Credit insurance or debt cancellation insurance is a type of insurance to protect businesses from non-payment of debt. Organizations can have serious cash flow problems by not paying when the debt falls due.  This is a default risk, businesses, large and small and in all sectors might come to face.

How does credit insurance work?

One of the biggest risks that companies face comes from buyers who delay or default on payments. The primary function of credit insurance is to protect against the risk of debtor default. Greater competition and technological advancement have made credit insurance a cost-effective, dynamic and increasingly essential tool for handling trade risk. It makes sure invoices will be paid and allows companies to reliably manage the commercial and political risks of trade that are beyond their control.

Benefits and Advantages

Capital is protected:

Cash flows are maintained

Loan servicing and repayments are enhanced

Earnings are secure

Better relationship with customers (

Allows you to create more customer-friendly payment agreements, thanks to guarantee covers.)

Confidence to explore new markets

Disadvantages

Only a certain percentage of the loss will be covered.

There are usually other exclusions and limitations on coverage.

Foreign accounts are usually excluded from coverage.

Trade credit insurance policy usually will not cover accounts that have a very high credit risk.

The Cost of a Credit Insurance

Credit insurance is more expensive than other forms of insurance, mainly due to the higher labor and capital intensity of its operation.

Types of Credit Insurance

Trade credit insurance

Trade credit insurance protects manufacturers, traders and service providers against losses from non-payment of a commercial trade debt.

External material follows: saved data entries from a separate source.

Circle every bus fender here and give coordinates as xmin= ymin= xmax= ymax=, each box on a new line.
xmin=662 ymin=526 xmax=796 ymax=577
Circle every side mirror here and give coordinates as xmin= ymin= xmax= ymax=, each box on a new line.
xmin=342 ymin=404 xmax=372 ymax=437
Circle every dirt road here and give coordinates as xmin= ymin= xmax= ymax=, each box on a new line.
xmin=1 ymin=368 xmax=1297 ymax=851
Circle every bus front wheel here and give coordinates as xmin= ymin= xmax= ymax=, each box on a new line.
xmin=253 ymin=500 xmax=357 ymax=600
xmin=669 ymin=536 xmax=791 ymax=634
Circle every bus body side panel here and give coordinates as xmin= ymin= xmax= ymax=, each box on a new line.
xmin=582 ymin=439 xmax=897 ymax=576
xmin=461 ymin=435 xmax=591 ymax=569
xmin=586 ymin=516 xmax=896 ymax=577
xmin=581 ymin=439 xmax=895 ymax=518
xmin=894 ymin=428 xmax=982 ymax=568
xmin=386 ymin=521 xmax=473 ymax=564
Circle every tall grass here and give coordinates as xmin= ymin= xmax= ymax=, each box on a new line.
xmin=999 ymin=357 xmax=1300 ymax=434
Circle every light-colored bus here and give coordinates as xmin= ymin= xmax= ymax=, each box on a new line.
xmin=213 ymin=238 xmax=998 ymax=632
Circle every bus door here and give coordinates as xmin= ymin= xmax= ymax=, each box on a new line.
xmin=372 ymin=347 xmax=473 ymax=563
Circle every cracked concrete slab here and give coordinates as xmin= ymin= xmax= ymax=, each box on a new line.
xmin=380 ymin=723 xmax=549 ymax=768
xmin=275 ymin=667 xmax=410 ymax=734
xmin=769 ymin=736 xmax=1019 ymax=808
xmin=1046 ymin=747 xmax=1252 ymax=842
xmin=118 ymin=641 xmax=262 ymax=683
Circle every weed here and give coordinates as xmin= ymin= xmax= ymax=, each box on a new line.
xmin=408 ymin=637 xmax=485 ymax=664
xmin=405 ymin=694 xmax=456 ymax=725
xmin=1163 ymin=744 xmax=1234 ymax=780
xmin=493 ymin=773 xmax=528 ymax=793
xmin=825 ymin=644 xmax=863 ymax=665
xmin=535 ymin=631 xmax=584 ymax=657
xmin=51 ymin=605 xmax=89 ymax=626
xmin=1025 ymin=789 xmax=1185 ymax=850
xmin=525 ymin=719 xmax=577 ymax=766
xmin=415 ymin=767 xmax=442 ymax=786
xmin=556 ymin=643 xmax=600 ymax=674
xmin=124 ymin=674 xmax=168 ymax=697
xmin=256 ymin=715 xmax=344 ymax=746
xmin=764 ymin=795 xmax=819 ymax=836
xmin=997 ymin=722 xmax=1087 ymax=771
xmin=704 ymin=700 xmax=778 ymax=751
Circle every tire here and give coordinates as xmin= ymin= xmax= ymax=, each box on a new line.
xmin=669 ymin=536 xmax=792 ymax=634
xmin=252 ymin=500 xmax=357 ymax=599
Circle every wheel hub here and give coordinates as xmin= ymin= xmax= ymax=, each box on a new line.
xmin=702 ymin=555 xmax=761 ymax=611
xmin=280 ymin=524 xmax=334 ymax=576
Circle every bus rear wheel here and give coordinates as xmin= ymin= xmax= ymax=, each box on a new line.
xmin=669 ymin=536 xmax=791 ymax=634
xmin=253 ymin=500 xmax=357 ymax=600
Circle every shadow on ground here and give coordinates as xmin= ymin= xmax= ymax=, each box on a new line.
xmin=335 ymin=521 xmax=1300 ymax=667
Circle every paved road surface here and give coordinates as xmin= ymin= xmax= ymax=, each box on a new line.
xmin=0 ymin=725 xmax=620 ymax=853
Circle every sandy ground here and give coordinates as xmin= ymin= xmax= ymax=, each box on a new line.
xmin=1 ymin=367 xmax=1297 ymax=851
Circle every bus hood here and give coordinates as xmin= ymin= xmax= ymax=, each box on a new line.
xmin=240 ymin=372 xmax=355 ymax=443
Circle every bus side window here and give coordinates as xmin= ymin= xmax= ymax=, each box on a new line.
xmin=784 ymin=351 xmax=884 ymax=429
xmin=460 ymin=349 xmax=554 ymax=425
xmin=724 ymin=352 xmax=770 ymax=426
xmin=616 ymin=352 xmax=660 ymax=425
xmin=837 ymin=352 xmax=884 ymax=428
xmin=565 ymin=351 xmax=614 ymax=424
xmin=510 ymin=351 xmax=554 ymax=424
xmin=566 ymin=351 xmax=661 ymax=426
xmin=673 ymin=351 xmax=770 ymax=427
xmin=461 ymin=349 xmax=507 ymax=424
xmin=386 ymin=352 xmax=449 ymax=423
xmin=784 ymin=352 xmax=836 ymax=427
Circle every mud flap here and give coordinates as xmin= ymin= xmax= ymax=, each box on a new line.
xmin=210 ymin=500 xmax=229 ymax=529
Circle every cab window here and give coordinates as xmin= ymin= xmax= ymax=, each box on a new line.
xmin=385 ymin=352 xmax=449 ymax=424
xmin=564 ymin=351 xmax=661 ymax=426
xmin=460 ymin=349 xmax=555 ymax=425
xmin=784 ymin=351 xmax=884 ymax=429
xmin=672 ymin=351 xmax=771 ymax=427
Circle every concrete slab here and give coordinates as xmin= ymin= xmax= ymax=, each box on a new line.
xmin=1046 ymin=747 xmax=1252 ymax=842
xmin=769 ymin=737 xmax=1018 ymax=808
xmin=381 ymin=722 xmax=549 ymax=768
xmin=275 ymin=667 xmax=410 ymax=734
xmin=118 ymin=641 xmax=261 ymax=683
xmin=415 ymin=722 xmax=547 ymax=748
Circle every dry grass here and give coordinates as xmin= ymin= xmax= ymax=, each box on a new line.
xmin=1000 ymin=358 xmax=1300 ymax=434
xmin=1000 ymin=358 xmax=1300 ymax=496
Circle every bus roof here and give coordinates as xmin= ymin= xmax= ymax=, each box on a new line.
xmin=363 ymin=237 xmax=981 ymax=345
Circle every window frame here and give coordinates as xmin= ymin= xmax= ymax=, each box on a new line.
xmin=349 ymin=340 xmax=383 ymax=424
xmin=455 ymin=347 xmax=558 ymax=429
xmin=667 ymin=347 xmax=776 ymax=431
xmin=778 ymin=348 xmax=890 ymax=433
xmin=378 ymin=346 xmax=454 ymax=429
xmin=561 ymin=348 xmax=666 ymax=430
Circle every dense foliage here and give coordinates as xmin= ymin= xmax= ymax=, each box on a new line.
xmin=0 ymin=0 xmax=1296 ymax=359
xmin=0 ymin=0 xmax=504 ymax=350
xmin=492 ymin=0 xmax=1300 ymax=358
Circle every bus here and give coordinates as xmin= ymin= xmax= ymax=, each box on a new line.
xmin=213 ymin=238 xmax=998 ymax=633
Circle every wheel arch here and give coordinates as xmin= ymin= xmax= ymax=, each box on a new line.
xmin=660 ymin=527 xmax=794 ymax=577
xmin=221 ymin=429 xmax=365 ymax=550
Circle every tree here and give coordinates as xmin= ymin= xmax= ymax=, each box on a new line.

It make companies feel secure in extending more credit to current customers, or to pursue new, larger customers that would have otherwise seemed too risky.

Credit life insurance

Credit life insurance makes payment on the debts if the borrower dies.

Credit disability insurance

Credit disability insurance makes payment on the debts if you can’t work due to a covered illness or injury.

Unemployment insurance

Unemployment insurance makes payment on the debts if you quit your job, are self-employed, or if you are fired for cause.

Credit property insurance

Credit property insurance protects personal property used to secure the loan if destroyed by events like theft, accident or natural disasters.

Consumer credit insurance (CCI)

Consumer credit insurance covers you if something happens to you that affects your ability to meet your credit repayment.

Conclusions

Taking out a credit insurance policy can provide a seller with a competitive advantage, since it gives the insured party the ability to offer credit to buyers, while noninsured competitors will insist on cash or collateral to cover the risk involved. Having this coverage establishes a seller’s credibility in the marketplace, and that can have a positive impact on its credit ratings and perceived creditworthiness.